O governo chinês definiu que a cota para a importação de carne brasileira é de 1,1 milhão de toneladas para 2026. Caso esse volume seja ultrapassado, o produto ficará sujeito à tarifa de 55%.
De acordo com dados levantados pelo Mapa (Ministério da Agricultura e Pecuária), há previsão de redução de 35% na demanda chinesa, o que deve representar diminuição de 600 mil toneladas de proteína.
No ofício emitido, o Mapa defendeu a criação de um sistema de cotas de exportação que regule a quantidade de carne que os agentes privados podem vender aos países asiáticos, uma vez que a lista de exportadores de carne bovina inclui gigantes como JBS, Minerva e Marfrig.
O documento elenca as possíveis consequências da falta de controle sobre as vendas à China, entre elas: corrida desordenada de exportadores, com antecipação de embarques e contratos para ocupar a maior fatia da cota chinesa; queda de preços em razão da competição entre frigoríficos nacionais; excesso de oferta em outros mercados, caso a produção inicialmente destinada à China seja redirecionada; efeito em cascata sobre produtores rurais em regiões dependentes da pecuária; e possibilidade de as cotas chinesas serem preenchidas majoritariamente por grandes grupos empresariais.
Para interlocutores do setor, ainda não há precisão sobre o limite já utilizado por exportadores brasileiros, visto que, antes do anúncio, o Brasil já havia realizado envios de proteína ao país asiático. O presidente do país, Luiz Inácio Lula da Silva, defende que esses embarques não sejam contabilizados na cota de 2026.
Dados anexados pelo Mdic e pela Abiec (Associação Brasileira das Indústrias Exportadoras de Carne) ao ofício mostram aumento nas compras chinesas em janeiro. Foram 123 mil toneladas importadas, com valor 35% superior ao registrado em janeiro de 2025.
Em Mato Grosso do Sul, um dos maiores exportadores de carne para a China, o cenário segue favorável mesmo com a taxação. De acordo com dados divulgados pela Acrissul, em janeiro o Estado registrou alta de 41,7% no valor exportado. Em volume, o crescimento foi de 22,79%, tornando a agropecuária o único setor com expansão simultânea de volume e preços.

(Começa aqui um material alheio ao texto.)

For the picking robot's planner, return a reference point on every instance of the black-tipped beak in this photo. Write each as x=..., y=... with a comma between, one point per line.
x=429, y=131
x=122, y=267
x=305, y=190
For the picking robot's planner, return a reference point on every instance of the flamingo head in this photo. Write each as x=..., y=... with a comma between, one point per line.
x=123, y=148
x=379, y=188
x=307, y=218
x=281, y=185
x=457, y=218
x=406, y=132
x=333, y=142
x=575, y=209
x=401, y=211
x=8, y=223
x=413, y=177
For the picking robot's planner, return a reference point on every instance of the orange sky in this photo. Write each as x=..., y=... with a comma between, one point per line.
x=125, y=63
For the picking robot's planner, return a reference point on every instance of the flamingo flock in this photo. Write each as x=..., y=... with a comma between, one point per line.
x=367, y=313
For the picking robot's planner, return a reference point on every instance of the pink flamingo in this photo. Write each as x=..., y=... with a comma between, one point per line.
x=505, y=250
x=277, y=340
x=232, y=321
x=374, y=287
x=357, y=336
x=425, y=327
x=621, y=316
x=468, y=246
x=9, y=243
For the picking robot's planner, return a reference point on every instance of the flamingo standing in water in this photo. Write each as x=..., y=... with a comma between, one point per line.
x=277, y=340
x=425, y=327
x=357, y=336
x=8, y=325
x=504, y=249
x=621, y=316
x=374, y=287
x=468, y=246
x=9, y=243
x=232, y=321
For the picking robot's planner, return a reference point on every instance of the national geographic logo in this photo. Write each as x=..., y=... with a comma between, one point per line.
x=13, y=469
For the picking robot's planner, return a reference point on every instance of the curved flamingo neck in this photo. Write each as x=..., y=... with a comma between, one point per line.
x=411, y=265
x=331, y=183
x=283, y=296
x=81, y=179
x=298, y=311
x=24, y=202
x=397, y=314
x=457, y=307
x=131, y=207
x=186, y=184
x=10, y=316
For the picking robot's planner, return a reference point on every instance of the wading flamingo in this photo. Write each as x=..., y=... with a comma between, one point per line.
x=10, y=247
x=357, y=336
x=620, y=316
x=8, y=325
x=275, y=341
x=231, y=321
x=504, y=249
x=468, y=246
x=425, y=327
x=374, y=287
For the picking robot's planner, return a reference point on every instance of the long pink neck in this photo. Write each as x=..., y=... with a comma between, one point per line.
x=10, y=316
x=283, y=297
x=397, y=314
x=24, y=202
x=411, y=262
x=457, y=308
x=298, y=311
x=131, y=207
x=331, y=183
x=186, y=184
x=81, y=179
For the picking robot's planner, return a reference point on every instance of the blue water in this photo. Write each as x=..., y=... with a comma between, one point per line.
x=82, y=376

Além da carne, a celulose também apresentou crescimento nas exportações em janeiro, mantendo a liderança e concentrando cerca de um terço do valor total vendido ao exterior.
A China permaneceu como principal destino das exportações, mesmo com a taxação anunciada em dezembro, correspondendo a 30,6% do total embarcado em janeiro. Os Estados Unidos ficaram em segundo lugar, com 8,45%, seguidos pelos Países Baixos, com 4,68%.